Last, in patients with cirrhosis, multiple pathways can promote alveolar epithelial injury and increase vascular permeability in ARDS, including local and systemic inflammation (24,30,31). Cirrhosis is associated with complex dysfunctions of innate and adaptive immunity inducing an enhanced susceptibility to acute inflammatory processes (32).

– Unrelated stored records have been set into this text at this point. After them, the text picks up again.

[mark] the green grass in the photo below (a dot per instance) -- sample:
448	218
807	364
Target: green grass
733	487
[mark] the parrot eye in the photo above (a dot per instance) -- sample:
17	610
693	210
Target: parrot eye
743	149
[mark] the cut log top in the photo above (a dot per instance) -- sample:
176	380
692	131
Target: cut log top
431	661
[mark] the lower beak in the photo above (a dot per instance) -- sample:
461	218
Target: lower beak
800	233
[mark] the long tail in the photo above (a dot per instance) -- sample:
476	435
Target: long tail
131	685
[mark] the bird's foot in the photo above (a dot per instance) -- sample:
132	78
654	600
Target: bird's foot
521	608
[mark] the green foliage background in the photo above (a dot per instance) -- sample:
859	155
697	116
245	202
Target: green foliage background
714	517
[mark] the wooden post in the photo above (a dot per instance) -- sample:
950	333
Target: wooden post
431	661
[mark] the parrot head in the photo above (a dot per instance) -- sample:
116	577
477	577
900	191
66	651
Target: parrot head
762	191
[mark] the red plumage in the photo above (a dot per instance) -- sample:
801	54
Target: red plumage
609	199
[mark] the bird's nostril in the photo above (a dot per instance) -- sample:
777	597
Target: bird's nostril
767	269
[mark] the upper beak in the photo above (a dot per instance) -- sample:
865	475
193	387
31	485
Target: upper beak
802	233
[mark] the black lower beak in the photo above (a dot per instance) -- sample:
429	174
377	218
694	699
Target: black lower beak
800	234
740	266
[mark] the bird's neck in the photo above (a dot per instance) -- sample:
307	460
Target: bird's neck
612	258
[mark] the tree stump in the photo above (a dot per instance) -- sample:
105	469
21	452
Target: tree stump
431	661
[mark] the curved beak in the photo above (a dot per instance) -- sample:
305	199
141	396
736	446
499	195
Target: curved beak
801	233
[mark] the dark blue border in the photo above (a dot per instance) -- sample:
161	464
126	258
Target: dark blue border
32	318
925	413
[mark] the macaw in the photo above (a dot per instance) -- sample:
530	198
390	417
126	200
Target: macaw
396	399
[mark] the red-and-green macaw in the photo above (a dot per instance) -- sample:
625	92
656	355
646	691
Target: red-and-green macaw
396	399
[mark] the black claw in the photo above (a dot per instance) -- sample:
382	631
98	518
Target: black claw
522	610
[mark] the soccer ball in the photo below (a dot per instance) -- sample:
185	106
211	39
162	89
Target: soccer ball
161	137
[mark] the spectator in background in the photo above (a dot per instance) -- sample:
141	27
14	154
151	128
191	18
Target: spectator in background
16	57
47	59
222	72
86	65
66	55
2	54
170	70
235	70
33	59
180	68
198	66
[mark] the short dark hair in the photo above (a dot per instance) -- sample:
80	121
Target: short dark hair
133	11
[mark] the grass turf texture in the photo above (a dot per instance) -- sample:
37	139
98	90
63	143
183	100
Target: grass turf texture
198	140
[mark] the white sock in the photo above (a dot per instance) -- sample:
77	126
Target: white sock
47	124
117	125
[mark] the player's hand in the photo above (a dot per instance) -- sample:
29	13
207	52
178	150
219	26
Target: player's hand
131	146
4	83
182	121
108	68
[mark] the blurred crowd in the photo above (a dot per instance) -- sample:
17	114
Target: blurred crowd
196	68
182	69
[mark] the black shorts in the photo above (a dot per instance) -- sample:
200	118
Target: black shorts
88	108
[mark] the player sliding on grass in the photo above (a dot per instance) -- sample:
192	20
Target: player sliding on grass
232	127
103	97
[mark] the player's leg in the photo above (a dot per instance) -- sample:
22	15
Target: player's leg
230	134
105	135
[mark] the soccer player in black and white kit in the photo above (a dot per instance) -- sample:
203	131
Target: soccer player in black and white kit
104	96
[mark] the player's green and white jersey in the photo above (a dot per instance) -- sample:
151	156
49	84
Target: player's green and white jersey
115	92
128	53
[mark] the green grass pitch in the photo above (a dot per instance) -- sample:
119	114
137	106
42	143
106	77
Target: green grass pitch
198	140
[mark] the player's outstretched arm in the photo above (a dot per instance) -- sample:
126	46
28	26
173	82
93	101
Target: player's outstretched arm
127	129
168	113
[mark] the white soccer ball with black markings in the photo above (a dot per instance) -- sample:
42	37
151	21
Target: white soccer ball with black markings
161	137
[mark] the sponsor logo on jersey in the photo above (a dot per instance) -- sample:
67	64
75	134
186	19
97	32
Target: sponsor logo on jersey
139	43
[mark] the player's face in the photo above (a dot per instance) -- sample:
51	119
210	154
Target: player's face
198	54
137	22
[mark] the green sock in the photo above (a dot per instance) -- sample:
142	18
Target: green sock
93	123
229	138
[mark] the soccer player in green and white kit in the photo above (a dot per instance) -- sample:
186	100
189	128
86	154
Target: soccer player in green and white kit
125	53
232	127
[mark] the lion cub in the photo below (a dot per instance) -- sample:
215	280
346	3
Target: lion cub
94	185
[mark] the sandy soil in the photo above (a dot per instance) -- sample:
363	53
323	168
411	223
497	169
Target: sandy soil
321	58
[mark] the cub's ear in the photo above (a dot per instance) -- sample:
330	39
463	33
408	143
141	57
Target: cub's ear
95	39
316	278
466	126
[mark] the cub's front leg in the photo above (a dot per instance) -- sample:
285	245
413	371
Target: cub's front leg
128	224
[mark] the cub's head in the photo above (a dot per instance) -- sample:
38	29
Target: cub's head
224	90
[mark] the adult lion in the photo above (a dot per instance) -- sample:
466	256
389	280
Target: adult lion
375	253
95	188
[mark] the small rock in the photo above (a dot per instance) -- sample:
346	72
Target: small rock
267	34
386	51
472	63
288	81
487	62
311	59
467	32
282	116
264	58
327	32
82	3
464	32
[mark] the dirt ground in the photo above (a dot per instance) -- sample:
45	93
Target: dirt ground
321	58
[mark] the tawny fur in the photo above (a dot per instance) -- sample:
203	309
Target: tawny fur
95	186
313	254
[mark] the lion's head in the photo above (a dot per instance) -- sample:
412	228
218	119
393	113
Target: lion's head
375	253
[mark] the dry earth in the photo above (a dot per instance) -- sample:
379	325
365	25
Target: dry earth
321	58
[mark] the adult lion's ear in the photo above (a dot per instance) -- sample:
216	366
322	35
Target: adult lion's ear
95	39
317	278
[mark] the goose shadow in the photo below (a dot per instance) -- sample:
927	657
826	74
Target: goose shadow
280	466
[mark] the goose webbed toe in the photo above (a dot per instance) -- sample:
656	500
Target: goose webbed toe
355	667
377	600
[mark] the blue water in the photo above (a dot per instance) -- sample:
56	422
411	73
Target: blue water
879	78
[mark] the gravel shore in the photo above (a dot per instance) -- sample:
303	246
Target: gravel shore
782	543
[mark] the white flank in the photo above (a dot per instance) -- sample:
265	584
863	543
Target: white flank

In addition, the liver plays a central role in regulating cytokine kinetics associated with ARDS (8). Consequently, patients with cirrhosis are at high risk to develop prolonged ARDS in association with other organ dysfunctions. Furthermore, several studies have found a decreased concentration of the antioxidant glutathione in the alveolus of alcohol abusers (33) affecting the alveolar–capillary barrier function, leading to an increased alveolar capillary permeability that could be worsened during mechanical ventilation. Indeed, patients with cirrhosis often have ascites and pleural effusion inducing pulmonary atelectasis responsible for the nonuniformity distribution of volume delivered in the whole lung during mechanical ventilation resulting in atelectrauma and ventilator-induced lung injury (24,30).
In addition to the retrospective nature of the study, some limitation should be addressed. This is a single center study, thereby limiting its external validity. The prevalence of ARDS in the present study, 7% of the ventilated patients, is, however, in the range of those reported in most studies varying from 3% to 9% (24,34). The proportion of cirrhotic patients among ARDS patients is higher than in most published studies because our center is a referral for liver transplantation and located in an area in which excessive alcohol consumption is a major health problem. Second, it can be argued that the diagnosis of cirrhosis was not confirmed by biopsy in all the patients although this is a usual situation in clinical practice as reported in recent studies (2,6). Last, we cannot exclude that cirrhotic patients received less aggressive organ support than non-cirrhotic patients even if the proportions of patients who received rescue therapy (prone positioning, iNO, and ECMO) did not differ significantly between the two groups.
In conclusion, our data show that cirrhosis remains a factor of poor prognosis for ARDS patients with lung protective ventilation strategy and was independently associated with 90-day mortality. This increased mortality did not appear to be related to lung failure but rather to other organs failures. Therefore, improving the prognosis of cirrhotic patients with ARDS requires us to prevent extrapulmonary dysfunction or to propose prompt organ support in addition to the early initiation of protective ventilation (35).
The authors thank Eric Barr for his careful review of the manuscript.